In a treatment model where mice already had tumors, the melittin mRNA vaccine again slowed tumor growth and extended survival. The lymph node signal correlated inversely with tumor size, serving as an early indicator of vaccine success. Tumor tissue from treated mice showed higher numbers of natural killer cells and fewer regulatory T cells, indicating a shift toward immune activity. Combining the vaccine with anti–PD-L1 therapy reduced tumor growth further, consistent with the idea that effective T cell priming enhances checkpoint blockade.

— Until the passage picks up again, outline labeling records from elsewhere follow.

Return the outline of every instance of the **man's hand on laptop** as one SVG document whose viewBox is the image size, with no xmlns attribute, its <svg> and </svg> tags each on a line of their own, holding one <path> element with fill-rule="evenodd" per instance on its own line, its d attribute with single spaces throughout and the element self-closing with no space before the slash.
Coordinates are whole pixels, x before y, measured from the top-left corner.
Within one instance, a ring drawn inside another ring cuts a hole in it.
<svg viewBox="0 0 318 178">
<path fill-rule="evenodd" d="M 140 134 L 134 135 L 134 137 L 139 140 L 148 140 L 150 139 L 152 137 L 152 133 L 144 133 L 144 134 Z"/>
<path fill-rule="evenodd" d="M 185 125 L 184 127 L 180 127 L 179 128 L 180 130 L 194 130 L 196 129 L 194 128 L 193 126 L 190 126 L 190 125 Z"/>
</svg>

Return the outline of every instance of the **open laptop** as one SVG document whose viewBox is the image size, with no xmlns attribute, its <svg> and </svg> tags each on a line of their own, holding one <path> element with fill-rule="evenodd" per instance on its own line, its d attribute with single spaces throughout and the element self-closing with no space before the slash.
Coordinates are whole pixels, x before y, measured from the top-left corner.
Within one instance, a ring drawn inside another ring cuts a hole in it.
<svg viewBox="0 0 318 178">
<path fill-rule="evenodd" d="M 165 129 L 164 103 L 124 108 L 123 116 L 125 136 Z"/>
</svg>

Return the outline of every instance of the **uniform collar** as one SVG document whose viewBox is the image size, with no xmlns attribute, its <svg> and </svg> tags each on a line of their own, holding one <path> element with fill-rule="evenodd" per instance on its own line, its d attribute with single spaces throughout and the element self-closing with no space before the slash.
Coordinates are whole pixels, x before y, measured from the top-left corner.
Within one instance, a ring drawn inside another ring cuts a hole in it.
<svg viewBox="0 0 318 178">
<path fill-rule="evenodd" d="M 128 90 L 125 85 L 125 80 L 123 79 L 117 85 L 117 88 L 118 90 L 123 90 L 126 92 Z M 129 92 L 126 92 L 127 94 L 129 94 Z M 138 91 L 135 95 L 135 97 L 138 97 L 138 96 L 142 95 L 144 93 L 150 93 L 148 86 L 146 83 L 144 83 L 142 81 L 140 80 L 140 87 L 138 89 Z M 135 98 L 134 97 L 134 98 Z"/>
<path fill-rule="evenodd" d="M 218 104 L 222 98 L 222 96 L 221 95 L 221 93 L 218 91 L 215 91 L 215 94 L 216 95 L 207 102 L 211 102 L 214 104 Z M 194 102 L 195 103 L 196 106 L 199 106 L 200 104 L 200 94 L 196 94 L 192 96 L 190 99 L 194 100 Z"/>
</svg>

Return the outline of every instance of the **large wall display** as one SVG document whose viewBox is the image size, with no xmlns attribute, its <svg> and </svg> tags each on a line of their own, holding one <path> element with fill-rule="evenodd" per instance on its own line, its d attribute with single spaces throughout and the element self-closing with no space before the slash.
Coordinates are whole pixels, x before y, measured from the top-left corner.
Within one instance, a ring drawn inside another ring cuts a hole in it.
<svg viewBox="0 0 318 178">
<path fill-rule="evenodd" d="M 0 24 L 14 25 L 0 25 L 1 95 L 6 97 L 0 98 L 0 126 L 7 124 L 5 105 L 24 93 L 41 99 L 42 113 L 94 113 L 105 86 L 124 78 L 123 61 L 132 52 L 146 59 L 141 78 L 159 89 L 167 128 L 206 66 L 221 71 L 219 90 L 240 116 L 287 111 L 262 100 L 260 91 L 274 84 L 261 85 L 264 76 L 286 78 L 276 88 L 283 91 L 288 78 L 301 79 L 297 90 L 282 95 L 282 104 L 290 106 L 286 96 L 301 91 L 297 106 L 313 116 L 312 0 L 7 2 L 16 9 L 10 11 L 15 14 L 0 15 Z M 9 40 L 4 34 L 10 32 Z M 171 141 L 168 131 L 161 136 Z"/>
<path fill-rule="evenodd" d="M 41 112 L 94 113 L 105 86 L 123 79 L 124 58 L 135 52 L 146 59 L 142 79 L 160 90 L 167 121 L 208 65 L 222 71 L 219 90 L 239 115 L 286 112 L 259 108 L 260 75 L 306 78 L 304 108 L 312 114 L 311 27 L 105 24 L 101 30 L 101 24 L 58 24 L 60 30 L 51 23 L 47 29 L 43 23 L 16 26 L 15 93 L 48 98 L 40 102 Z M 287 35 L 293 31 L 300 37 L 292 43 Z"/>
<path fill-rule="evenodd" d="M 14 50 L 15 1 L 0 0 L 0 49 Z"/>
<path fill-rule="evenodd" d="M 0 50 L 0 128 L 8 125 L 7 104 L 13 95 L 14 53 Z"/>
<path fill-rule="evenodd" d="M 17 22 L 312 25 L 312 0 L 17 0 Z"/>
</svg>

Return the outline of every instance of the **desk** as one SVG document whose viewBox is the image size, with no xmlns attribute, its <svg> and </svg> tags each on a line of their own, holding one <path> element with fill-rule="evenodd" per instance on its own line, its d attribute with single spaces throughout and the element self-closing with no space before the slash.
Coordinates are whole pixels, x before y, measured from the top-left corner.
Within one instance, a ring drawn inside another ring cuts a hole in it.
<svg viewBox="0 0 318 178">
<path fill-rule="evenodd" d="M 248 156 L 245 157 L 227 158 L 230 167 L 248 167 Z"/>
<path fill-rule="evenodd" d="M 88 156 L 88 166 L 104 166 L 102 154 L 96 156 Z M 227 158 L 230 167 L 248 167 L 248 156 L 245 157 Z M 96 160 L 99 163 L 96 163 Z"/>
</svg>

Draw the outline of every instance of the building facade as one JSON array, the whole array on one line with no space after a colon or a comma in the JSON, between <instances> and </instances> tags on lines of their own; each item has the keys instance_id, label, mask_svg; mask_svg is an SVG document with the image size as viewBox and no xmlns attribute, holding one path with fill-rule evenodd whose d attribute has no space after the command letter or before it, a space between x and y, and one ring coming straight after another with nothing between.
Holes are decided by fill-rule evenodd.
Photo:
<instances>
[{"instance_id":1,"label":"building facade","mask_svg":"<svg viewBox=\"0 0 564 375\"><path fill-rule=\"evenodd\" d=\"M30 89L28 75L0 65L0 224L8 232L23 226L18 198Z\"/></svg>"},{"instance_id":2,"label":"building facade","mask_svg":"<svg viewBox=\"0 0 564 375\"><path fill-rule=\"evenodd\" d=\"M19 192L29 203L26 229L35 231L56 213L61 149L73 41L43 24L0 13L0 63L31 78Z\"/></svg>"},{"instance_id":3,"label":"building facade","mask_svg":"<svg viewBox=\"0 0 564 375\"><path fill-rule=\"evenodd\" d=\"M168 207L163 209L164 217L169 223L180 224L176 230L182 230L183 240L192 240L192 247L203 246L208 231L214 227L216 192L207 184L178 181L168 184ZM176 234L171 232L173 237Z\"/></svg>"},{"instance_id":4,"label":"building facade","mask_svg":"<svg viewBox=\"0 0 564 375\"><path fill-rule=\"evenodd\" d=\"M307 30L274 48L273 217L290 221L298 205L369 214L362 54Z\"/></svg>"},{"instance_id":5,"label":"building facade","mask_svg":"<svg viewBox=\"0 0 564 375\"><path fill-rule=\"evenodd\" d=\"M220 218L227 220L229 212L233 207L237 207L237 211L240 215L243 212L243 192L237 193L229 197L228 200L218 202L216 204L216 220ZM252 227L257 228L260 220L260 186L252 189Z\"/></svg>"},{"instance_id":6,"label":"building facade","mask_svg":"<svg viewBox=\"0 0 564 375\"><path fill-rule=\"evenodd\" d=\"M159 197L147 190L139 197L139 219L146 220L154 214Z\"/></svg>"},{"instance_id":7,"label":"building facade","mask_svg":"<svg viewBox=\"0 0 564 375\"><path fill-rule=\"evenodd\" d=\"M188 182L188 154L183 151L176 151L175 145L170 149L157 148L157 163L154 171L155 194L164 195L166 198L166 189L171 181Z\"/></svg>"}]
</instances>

The study presents two linked advances. First, the delivery vehicle acts as both carrier and adjuvant, releasing melittin in a controlled way that enhances RNA translation and immune activation without excess toxicity. Second, the fluorescent reporter turns a hidden intracellular process—antigen trimming by ERAP1—into a visible signal that reveals vaccine activity in real time. Together these features create a platform that both delivers mRNA and reports whether the immune system is responding as intended.
The work remains preclinical and uses a model antigen, but its design points toward more adaptive vaccine strategies. By uniting delivery and monitoring, it shortens the time between vaccination and insight, allowing rapid optimization of dose and timing. The study illustrates how cancer vaccines could become not only more potent but also self-reporting, showing in real time how the immune system is being trained.